Handle with Care by Jodi Picoult
My rating: 4 of 5 stars
Contemporary Realistic Fiction
“If you chose to stop a loved one’s suffering—either before it began or during the process—was that murder, or mercy?”
“I would never have wished for an able-bodied child, because that child would have been someone who wasn’t you.”
“You were Willow, pure and simple. There was nobody else like you. I knew it the moment I first held you, wrapped in foam so that you wouldn’t get hurt in my arms: your soul was stronger than your body, and in spite of what the doctors told me over and over, I always believed that was the reason for the breaks. What ordinary skeleton could contain a heart as big as the whole world?”
Six year old Willow was born with Osteogenesis Imperfecta, which is a brittle bones disease. She will have several hundred broken bones in her, most likely, short life, among an array of other disabilities that will cause pain and constant struggle. Her parents, Charlotte and Sean love her just the way she is, she is perfect. After a nightmarish trip to Disney World, they visit a lawyer who advises them they have a case for a lawsuit, just not the kind they were thinking, a wrongful birth suit.
“I didn’t know if I could muster the courage to sue for wrongful birth. Saying abstractly that there were some children who shouldn’t be born was hard enough, but this went one step further. This meant saying one particular child — my child — shouldn’t have been born.
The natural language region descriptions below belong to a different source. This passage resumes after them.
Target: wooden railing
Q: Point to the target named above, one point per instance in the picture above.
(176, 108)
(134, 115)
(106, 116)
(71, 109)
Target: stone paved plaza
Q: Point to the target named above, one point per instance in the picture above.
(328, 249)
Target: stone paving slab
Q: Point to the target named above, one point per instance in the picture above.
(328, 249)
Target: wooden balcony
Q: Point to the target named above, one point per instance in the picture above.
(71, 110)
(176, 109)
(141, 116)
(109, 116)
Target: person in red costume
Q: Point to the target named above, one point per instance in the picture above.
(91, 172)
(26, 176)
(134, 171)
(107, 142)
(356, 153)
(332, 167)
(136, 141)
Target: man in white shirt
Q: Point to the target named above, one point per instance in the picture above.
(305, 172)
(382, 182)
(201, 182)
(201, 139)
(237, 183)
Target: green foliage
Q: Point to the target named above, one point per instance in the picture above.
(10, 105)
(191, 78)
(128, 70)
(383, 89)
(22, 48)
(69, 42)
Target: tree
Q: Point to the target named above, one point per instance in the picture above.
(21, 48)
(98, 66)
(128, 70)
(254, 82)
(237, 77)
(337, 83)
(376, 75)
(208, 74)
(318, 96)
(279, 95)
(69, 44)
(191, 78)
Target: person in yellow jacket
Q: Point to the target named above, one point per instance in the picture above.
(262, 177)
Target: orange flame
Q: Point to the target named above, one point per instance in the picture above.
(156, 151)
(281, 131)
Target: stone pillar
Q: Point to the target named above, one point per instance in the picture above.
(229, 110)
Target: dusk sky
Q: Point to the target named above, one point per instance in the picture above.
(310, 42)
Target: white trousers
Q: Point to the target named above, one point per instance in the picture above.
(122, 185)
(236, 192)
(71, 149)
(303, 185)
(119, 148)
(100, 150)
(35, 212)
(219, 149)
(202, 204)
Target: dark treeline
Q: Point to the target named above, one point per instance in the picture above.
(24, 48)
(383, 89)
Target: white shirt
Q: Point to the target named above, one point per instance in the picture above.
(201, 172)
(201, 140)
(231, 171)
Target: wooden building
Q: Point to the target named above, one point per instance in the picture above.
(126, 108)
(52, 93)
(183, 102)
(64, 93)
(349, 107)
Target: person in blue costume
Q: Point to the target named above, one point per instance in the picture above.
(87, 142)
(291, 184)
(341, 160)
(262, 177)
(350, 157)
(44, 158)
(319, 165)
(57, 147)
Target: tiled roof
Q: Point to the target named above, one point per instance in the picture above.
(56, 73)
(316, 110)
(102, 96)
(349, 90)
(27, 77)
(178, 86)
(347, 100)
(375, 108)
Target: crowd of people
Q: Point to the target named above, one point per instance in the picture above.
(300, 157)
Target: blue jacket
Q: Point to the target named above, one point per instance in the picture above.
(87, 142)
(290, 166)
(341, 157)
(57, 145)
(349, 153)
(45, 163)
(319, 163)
What kind of mother would face a judge and a jury, and announce that she wished her child had never existed?
Either the kind of mother who didn’t love her daughter at all . . . or the kind of mother who loved her daughter too much.”
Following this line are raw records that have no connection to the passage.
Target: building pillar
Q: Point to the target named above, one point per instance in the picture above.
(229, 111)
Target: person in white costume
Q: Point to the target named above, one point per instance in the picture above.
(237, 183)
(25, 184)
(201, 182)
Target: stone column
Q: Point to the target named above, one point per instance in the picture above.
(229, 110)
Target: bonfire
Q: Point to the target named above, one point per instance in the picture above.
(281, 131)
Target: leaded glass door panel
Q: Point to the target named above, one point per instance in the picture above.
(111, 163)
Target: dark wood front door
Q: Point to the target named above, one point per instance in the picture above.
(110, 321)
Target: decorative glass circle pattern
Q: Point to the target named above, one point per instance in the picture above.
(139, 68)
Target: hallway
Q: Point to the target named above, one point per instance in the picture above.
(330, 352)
Charlotte and Sean are at odds in regards to the lawsuit. Charlotte’s motivation is to give Willow the best life imaginable, the best care money could buy however the OB-GYN that she is suing for malpractice is her best friend. Sean is concerned about how Willow will take her mother suing that she should never have been born, no matter how much to the contrary they try to convince her. Another victim in this story is their older daughter Amelia. Already struggling for attention being the sibling of a disabled child, but as the lawsuit progresses she faces new internal demons.
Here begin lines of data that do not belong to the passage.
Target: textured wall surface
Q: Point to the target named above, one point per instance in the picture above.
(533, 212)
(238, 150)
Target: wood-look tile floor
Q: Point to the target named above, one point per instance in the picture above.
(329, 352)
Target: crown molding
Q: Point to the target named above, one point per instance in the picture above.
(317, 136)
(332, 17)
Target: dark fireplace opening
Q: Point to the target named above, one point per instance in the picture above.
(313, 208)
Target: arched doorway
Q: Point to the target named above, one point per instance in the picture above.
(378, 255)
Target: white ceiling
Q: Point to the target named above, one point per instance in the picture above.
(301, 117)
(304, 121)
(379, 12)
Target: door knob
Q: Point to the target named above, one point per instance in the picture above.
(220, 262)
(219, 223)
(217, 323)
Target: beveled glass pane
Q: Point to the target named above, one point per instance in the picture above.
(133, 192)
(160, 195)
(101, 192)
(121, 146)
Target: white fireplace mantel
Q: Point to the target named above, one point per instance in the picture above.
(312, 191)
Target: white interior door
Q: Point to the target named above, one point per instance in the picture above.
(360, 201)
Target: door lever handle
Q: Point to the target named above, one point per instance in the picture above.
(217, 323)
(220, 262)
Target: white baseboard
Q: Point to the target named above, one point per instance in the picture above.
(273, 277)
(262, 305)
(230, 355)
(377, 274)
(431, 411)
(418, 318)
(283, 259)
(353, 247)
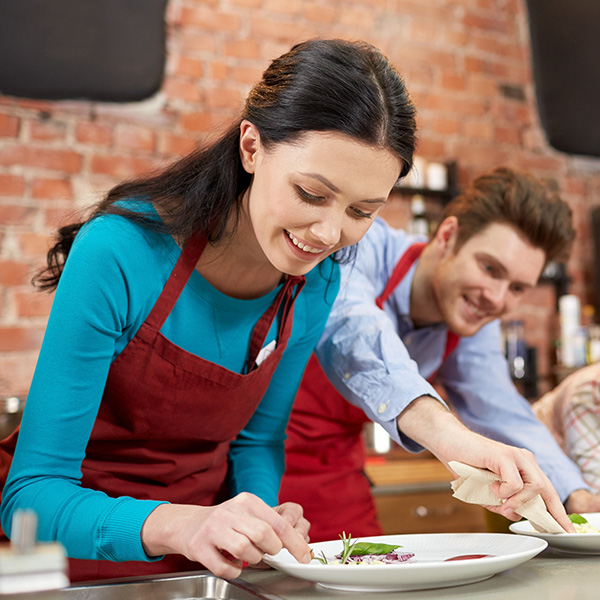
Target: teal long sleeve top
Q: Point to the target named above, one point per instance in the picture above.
(114, 274)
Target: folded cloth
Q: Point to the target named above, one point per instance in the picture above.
(473, 487)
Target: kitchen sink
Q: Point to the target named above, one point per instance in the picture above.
(181, 587)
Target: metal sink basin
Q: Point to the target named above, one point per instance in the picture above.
(182, 587)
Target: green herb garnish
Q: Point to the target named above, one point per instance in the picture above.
(575, 518)
(362, 548)
(347, 547)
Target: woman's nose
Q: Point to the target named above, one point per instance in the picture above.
(327, 230)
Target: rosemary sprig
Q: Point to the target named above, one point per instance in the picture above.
(344, 555)
(347, 547)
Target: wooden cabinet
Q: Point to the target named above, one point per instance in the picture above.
(413, 495)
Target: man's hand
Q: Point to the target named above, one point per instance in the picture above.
(427, 422)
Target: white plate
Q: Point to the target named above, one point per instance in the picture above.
(579, 543)
(427, 570)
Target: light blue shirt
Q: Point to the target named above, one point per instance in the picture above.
(380, 362)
“It had seemed so simple: a lawsuit that acknowledged how hard it was for us, and that would make things so much better. But in my haste to see the silver lining, I missed the storm clouds: the fact that accusing Piper and convincing Sean would sever those relationships.”
“You can tell yourself that you would be willing to lose everything you have in order to get something you want. But it’s a catch-22: all of those things you’re willing to lose are what make you recognizable. Lose them, and you’ve lost yourself.”
This is a heart jerker of a book for sure. Written in several points of view, directed toward the daughter Willow. It’s certainly a conversation starter, I constantly found myself going to my husband over and over again about what I was feeling as I read. I understand the attraction of money, to be able to give your child the best care possible, and insurances coverages are ridiculous, if not criminal. However could you really assure your child that you don’t wish they were never born when that is precisely what you are telling everyone else?
I found myself gravitating to the sister, Amelia, the loneliness that must come from being the sibling of a child with a disability, especially one like OI where the parents are so engrossed with keeping them safe. I don’t blame the parents, I couldn’t imagine the difficulty, but I think it is so important to make sure your other child is still shown love and affection. I struggled with this, among others.
“Once upon a time there was a girl who wanted to put her fist through a mirror. She would tell everyone it was so she could see what was on the other side, but really, it was so that she wouldn’t have to look at herself. That, and because she thought she might be able to steal a piece of glass when no one was looking, and use it to carve her heart out of her chest.”
Every action has an equal and opposite reaction. Is it worth it if the outcome takes away everything you care about? Everything that you’re fighting for?